Report 2015-030 Recommendation 4 Responses
Report 2015-030: State Bar of California: It Has Not Consistently Protected the Public Through Its Attorney Discipline Process and Lacks Accountability (Release Date: June 2015)
Recommendation #4 To: Bar of California, State
To provide clear and reliable information to the Legislature, the governor, and the public, the State Bar should define how it calculates case-processing speeds in its discipline report and should report this metric using the same method each year. If the State Bar elects to continue presenting the median case-processing time, it should also present the average case-processing time. Finally, it should fully disclose any methodology changes from the methodology used in the prior year.
1-Year Agency Response
See attached Annual Discipline Report which addresses definition for case processing speeds, provides both mean and median times, and discloses changes in methodology from prior year.

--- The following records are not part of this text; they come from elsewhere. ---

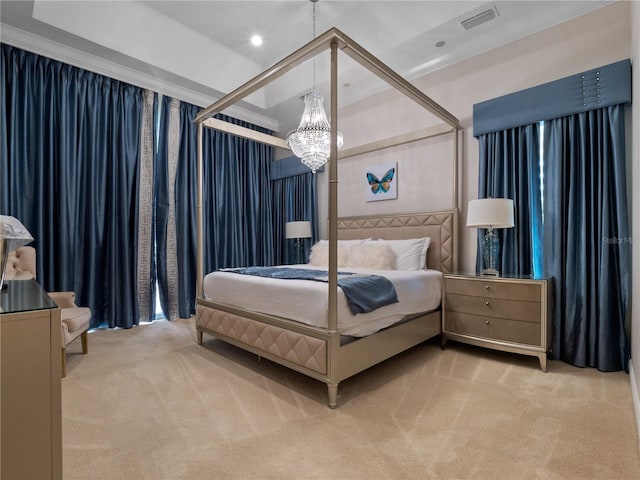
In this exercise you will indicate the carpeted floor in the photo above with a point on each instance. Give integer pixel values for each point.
(149, 403)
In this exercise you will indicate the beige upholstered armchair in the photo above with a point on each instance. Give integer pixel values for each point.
(21, 265)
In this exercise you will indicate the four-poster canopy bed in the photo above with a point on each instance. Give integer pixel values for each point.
(322, 352)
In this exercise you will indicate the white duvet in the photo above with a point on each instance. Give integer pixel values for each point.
(306, 301)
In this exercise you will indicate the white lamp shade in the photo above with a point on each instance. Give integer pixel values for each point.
(490, 213)
(298, 230)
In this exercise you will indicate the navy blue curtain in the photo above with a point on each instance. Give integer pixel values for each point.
(509, 167)
(586, 237)
(161, 198)
(69, 171)
(238, 230)
(294, 199)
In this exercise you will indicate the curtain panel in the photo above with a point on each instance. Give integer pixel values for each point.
(69, 163)
(164, 206)
(509, 167)
(587, 245)
(238, 229)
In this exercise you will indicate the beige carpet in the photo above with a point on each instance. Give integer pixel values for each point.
(149, 403)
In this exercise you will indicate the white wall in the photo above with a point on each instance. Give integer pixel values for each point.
(590, 41)
(635, 216)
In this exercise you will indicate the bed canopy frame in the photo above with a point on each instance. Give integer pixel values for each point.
(334, 40)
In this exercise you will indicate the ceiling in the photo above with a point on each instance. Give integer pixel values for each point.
(199, 50)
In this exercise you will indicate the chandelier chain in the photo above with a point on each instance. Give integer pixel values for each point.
(314, 37)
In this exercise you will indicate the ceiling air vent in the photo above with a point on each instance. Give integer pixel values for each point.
(480, 18)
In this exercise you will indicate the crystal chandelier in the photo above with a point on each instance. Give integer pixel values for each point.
(311, 141)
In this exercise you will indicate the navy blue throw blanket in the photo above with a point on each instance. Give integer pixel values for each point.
(364, 293)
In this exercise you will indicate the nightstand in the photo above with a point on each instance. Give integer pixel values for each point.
(511, 314)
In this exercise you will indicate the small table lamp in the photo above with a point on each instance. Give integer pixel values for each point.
(298, 231)
(12, 235)
(490, 213)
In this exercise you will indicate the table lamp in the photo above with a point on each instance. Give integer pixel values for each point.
(298, 231)
(490, 213)
(12, 235)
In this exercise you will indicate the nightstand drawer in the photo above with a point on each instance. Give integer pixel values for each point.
(528, 292)
(494, 328)
(494, 307)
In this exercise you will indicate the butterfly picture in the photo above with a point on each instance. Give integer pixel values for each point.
(382, 183)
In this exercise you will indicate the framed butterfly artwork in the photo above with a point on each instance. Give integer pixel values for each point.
(381, 182)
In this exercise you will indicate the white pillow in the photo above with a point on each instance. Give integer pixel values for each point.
(319, 256)
(411, 254)
(374, 257)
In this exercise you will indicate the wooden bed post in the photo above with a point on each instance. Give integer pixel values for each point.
(199, 217)
(334, 342)
(333, 194)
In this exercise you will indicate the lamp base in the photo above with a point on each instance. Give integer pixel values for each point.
(490, 272)
(490, 253)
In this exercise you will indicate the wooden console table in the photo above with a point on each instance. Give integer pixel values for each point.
(30, 394)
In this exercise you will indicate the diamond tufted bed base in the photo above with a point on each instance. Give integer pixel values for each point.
(318, 352)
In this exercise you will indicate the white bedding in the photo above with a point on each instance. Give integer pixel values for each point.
(306, 301)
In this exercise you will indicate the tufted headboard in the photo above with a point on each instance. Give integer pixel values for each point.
(441, 227)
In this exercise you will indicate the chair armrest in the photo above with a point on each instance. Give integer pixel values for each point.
(63, 299)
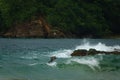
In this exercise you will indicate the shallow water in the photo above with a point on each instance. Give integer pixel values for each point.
(27, 59)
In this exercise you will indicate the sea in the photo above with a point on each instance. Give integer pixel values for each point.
(27, 59)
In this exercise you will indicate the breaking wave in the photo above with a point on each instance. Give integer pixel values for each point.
(90, 61)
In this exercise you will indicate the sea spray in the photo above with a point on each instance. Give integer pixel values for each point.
(91, 61)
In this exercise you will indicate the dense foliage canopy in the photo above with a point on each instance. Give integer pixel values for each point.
(80, 17)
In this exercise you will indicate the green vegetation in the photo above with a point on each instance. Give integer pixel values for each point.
(95, 18)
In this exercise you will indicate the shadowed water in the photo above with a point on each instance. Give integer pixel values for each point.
(27, 59)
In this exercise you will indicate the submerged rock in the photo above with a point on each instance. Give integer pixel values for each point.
(82, 52)
(52, 59)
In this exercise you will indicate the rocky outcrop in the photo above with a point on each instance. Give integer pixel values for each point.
(52, 59)
(34, 28)
(82, 52)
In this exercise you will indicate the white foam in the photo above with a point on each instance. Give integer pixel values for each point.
(89, 61)
(52, 64)
(62, 53)
(100, 46)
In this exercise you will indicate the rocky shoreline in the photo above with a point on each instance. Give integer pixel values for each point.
(84, 52)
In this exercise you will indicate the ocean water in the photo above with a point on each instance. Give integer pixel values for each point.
(27, 59)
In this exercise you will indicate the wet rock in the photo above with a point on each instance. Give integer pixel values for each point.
(82, 52)
(52, 59)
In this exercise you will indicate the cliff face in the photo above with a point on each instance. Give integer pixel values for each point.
(34, 28)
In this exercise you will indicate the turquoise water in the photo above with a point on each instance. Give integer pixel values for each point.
(27, 59)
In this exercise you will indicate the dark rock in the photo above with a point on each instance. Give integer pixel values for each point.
(82, 52)
(52, 59)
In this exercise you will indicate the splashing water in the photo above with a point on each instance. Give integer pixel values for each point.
(92, 62)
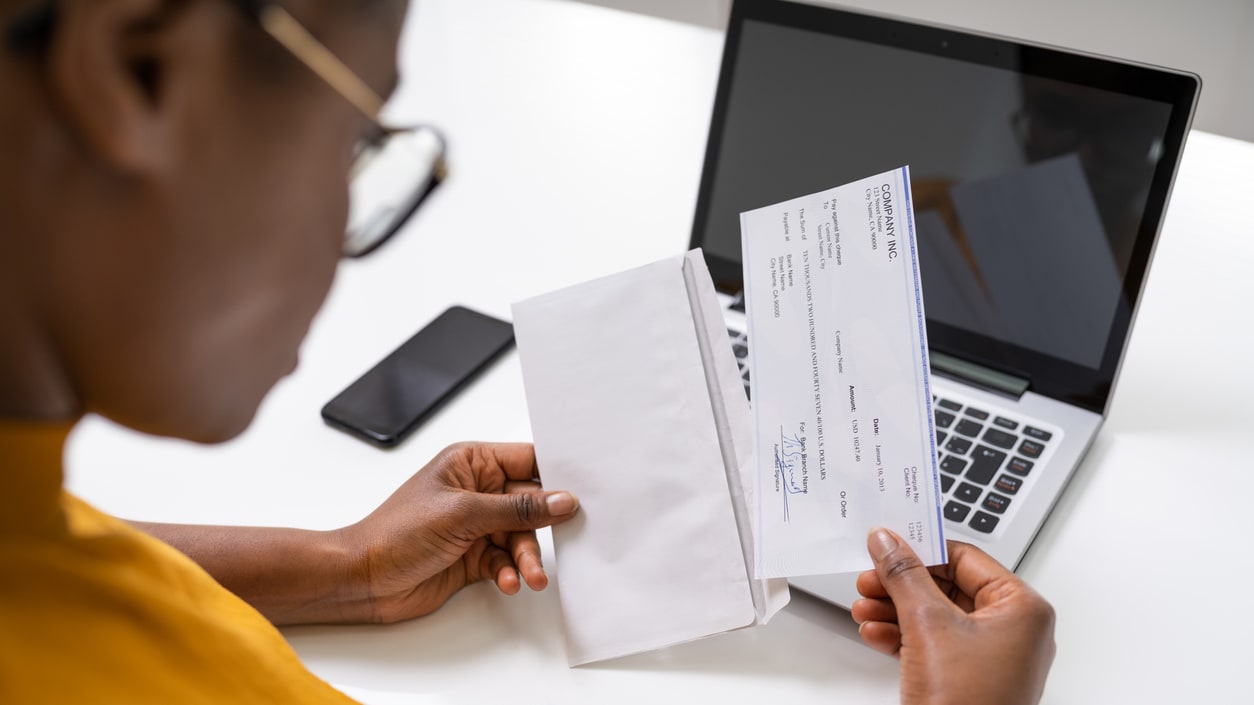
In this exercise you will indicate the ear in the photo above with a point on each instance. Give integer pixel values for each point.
(104, 67)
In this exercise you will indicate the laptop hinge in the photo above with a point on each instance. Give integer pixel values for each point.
(978, 375)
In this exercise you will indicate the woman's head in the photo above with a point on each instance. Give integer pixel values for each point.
(172, 202)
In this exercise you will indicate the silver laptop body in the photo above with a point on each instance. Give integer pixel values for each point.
(1041, 180)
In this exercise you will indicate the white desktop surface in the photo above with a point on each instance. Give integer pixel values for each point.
(577, 137)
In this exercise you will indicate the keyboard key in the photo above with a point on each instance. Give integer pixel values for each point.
(1020, 467)
(1008, 484)
(953, 466)
(956, 512)
(985, 463)
(958, 445)
(1031, 448)
(983, 522)
(1037, 433)
(1000, 438)
(967, 493)
(968, 427)
(996, 503)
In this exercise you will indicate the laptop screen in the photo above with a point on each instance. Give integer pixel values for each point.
(1040, 177)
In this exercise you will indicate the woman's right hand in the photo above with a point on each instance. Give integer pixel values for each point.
(969, 631)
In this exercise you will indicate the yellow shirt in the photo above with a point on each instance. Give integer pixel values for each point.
(94, 611)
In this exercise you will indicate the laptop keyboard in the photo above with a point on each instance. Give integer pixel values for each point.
(986, 462)
(987, 457)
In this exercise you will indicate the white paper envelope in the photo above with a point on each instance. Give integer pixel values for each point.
(636, 407)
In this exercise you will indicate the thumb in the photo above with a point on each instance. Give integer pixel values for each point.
(523, 511)
(903, 575)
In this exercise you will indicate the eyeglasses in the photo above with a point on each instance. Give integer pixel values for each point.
(393, 171)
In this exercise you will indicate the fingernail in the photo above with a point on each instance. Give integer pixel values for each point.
(561, 503)
(880, 543)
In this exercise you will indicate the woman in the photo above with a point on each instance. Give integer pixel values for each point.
(172, 208)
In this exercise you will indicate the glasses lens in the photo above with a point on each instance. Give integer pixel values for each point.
(389, 181)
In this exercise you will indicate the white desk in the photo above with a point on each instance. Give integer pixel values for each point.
(577, 136)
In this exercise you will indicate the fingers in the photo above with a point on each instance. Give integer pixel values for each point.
(900, 572)
(526, 552)
(973, 571)
(884, 637)
(516, 461)
(524, 511)
(869, 586)
(494, 563)
(873, 611)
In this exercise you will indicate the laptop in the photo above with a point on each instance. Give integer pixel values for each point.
(1040, 180)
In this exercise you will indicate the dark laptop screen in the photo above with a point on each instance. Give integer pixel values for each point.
(1038, 177)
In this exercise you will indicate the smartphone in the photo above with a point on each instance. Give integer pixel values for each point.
(411, 383)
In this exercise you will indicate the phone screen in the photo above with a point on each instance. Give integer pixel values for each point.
(391, 399)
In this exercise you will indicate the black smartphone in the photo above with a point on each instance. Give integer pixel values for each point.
(398, 394)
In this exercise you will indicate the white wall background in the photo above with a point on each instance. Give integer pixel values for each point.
(1211, 38)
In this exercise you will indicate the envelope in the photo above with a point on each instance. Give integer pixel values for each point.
(637, 407)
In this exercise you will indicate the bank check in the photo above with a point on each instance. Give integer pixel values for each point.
(840, 379)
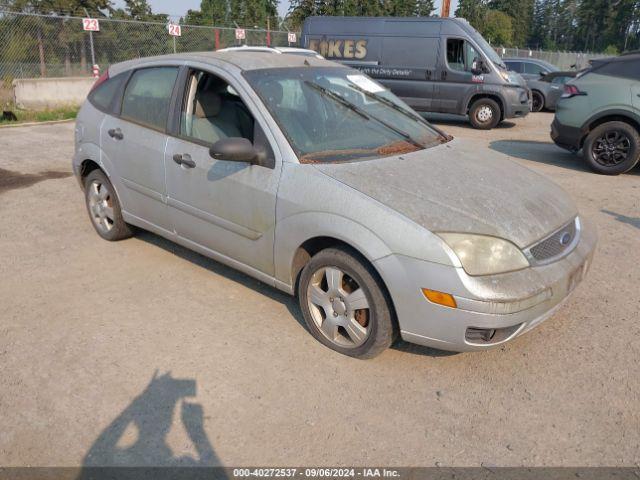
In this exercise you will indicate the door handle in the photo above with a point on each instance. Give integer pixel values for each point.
(116, 133)
(184, 160)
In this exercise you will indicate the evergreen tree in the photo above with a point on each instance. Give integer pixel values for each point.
(474, 11)
(521, 13)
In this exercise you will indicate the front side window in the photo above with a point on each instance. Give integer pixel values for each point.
(461, 55)
(103, 96)
(148, 96)
(212, 111)
(338, 114)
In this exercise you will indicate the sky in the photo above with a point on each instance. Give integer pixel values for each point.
(177, 8)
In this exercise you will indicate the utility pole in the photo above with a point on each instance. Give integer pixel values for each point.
(446, 4)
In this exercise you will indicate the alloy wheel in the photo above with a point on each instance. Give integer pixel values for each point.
(100, 206)
(484, 114)
(339, 307)
(611, 148)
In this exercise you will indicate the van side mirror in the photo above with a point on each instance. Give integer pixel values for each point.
(478, 67)
(234, 149)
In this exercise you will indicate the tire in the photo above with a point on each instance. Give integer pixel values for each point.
(537, 101)
(332, 284)
(485, 114)
(103, 207)
(612, 148)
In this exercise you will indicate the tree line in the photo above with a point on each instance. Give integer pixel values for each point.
(610, 26)
(301, 9)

- Completion Date: May 2016
- Response Date: June 2016
California State Auditor's Assessment of 1-Year Status: Fully Implemented
6-Month Agency Response
Business and Professions Code sections 6086.15(a)(5)-(9)specifies the methodology to be used for calculating case-processing speed; this methodology will be used to complete the 2015 Annual Discipline Report. The estimated completion date for this item reflects the due date for the 2015 Report.
- Estimated Completion Date: April 30, 2016
- Response Date: December 2015
California State Auditor's Assessment of 6-Month Status: Pending
60-Day Agency Response
Beginning with its annual discipline report for 2015, the State Bar will begin including the average or "mean" case processing time to provide more information to stakeholders. The State Bar will also continue to present its case-processing times using the positional measurements of median and 90th percentile in order to provide a more complete picture of the time for handling cases. Average is a useful measurement when the distribution is normal. However, the processing times of discipline cases is not normal; instead there are typically "outliers," with the time taken to conclude these cases creating a "long tail" in the distribution curve that dramatically affects the average. In this situation, the average time will be above the "typical" value and well below the "long tail." For this reason, the State Bar had reported both the median (a standard and widely used statistic for long-tailed distributions) and the 90th percentile (an indicator of the "long tail"). Including average with median and 90th percentile will provide more complete information. When enacted, Senate Bill No. 387 will include an amendment to Business and Professions Code section 6086.15, subdivision (a)(5) to provide that speed of handling and disposition of cases be measured by both median and average time.
- Estimated Completion Date: 4/30/2016
- Response Date: August 2015
California State Auditor's Assessment of 60-Day Status: Pending
Agency responses received are posted verbatim.